Coinbase to close San Francisco offices for good, will have no headquarters

The biggest U.S. cryptocurrency exchange, Coinbase, has announced it will close its San Francisco offices for good.

The company — founded in June 2012 by former Airbnb engineer Brian Armstrong — has had a speedy rise to the top in the nascent crypto industry, though its practices have also sometimes stoked controversy.

Data unearthed by the New York Times last year revealed that women at Coinbase were paid an average of 8% less than men at comparable jobs and ranks within the company, and Black employees were paid 7% less than those in similar roles.

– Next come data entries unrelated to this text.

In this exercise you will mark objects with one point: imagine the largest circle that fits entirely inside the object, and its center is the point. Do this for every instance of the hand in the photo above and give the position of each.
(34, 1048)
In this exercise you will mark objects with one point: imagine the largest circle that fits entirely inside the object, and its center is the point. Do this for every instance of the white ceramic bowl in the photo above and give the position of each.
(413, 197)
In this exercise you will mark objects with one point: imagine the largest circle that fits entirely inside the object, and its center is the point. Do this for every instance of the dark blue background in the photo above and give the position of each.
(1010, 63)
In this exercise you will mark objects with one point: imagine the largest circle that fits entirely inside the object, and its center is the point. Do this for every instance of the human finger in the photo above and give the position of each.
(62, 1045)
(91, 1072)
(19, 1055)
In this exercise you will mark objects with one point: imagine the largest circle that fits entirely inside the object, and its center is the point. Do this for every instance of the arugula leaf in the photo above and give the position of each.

The company received internal backlash last summer after CEO Armstrong refused to speak out on the racial justice movement citing Coinbase’s mission of “economic freedom” and its “apolitical” culture. 

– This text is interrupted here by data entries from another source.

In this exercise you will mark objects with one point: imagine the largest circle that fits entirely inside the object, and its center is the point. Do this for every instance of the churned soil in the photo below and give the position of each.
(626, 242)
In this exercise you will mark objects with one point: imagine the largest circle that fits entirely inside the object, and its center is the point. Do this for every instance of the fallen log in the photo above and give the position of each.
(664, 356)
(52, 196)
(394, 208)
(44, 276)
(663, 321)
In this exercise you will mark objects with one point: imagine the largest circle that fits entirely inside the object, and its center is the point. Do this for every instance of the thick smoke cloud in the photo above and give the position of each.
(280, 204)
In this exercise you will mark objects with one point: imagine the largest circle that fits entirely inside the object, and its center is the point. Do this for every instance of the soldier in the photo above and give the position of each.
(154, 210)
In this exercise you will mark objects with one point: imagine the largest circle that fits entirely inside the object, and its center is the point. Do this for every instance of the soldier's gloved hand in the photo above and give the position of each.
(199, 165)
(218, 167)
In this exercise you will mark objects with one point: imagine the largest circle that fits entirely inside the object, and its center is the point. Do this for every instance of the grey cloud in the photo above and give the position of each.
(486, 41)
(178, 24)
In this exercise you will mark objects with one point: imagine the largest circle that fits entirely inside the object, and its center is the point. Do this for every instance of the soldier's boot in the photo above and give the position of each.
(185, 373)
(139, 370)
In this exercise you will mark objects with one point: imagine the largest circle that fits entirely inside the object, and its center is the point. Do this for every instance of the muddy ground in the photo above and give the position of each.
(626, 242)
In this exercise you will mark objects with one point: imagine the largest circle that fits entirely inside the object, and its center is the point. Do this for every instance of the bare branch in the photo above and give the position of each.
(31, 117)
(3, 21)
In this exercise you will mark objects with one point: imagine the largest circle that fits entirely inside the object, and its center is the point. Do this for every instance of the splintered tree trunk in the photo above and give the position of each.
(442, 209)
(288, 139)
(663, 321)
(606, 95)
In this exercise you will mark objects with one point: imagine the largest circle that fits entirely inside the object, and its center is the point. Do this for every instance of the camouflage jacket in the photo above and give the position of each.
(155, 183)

Despite these issues, the company is now a household name, with about 56 million users trading cryptocurrencies such as Bitcoin and Ethereum on the app. The company went public in April this year, opening at $381.

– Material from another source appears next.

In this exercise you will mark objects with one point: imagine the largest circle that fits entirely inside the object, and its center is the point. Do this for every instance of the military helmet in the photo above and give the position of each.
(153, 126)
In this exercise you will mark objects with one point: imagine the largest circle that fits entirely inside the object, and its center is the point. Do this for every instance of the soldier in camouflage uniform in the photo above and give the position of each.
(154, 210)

But like cryptocurrency itself, Coinbase’s 1,200 employees are now decentralizing, and the company will no longer have a physical headquarters at all. 

The announcement on Twitter on Wednesday that the company’s Market Street offices would shutter next year wasn’t a total shock. A year ago, Armstrong announced the company would be “remote first” and not have a specific headquarters. 

Coinbase say they will instead offer some smaller offices elsewhere, but didn’t give details. “Closing our SF office is an important step in ensuring no office becomes an unofficial HQ and will mean career outcomes are based on capability and output rather than location,” the company said in a statement. “Instead, we will offer a network of smaller offices for our employees to work from if they choose to.”